Scalable FAS: A New Paradigm for Array Signal Processing

TL;DR

This paper presents a scalable fluid antenna system that dynamically adjusts its aperture to improve source localization accuracy in complex environments, eliminating the need for traditional assumptions and signal separation.

Contribution

It introduces a novel SFAS framework with a two-stage ESG-based localization strategy, enabling high-precision localization without field-specific assumptions or signal isolation.

Findings

Superior localization accuracy in simulations

Enhanced robustness to various source types

Improved computational efficiency

Abstract

Most existing antenna array-based source localization methods rely on fixed-position arrays (FPAs) and strict assumptions about source field conditions (near-field or far-field), which limits their effectiveness in complex, dynamic real-world scenarios where high-precision localization is required.

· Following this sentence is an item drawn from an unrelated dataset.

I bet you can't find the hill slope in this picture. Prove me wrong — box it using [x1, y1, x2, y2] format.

In contrast, this paper introduces a novel scalable fluid antenna system (SFAS) that can dynamically adjust its aperture configuration to optimize performance for different localization tasks. Within this framework, we develop a two-stage source localization strategy based on the exact spatial geometry (ESG) model: the first stage uses a compact aperture configuration for initial direction-of-arrival (DOA) estimation, while the second stage employs an expanded aperture for enhanced DOA and range estimation. The proposed approach eliminates the traditional need for signal separation or isolation to classify source types and enables a single SFAS array to achieve high localization accuracy without field-specific assumptions, model simplifications, or approximations, representing a new paradigm in array-based source localization. Extensive simulations demonstrate the superiority of the proposed method in terms of localization accuracy, computational efficiency, and robustness to different source types.